Thats why in High quality / Music mode, Bluetooth generally has a bad latency. You can notice the latency when watching a movie: people will move their lips before you jear the sound, if you dont correct this by inserting a negative audio delay in your player.

When using duplex communication, most OEMs will think about voice calls, where a low latency is cruical (especially when connected to a phone): imagine both wearing BT headphones, it would mean the other "waiting" for 2-3 seconds before replying to you, it would be unnerving.

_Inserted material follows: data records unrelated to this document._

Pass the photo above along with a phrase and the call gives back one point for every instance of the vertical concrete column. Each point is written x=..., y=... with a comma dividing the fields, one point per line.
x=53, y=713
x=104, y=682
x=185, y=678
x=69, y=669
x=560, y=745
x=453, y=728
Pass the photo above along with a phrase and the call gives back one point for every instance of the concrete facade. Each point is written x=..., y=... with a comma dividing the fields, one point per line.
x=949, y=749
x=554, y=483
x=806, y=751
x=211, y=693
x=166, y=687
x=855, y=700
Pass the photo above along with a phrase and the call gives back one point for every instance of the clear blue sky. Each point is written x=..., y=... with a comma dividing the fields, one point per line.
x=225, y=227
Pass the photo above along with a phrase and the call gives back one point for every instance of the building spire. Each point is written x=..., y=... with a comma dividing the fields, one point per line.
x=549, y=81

So, duplex codecs will focus on the frequencies of the human voice and loose details on all other frequencies. That's why Music sounds terrible in that mode.

Moreover:

Synchronous Connection Oriented (SCO) and its enhanced version Enhanced Synchronous Connection Oriented (eSCO) are the modes used for Bluetooth voice transmission. The mode allows you to transmit sound and voice strictly in order, with a symmetrical speed of sending and receiving, without waiting for confirmation of transmission and re-sending packets. This reduces the overall delay in the transmission of audio over the radio channel, but imposes serious restrictions on the amount of data transmitted per unit of time and adversely affects the quality of the audio.

See this in-depht article for more information.

For your issue with OBS, after starting the program, what you can try is go to Control Panel -> Hardware and Sound -> Audio Devices and in the Recording tab, deactivate manually the microphone. It will probably depend on the driver of your headphones if this will work.

But for any professional working on streaming, video or audio I hoghly recommend wired headphones which have next to no latency and superior sound quality.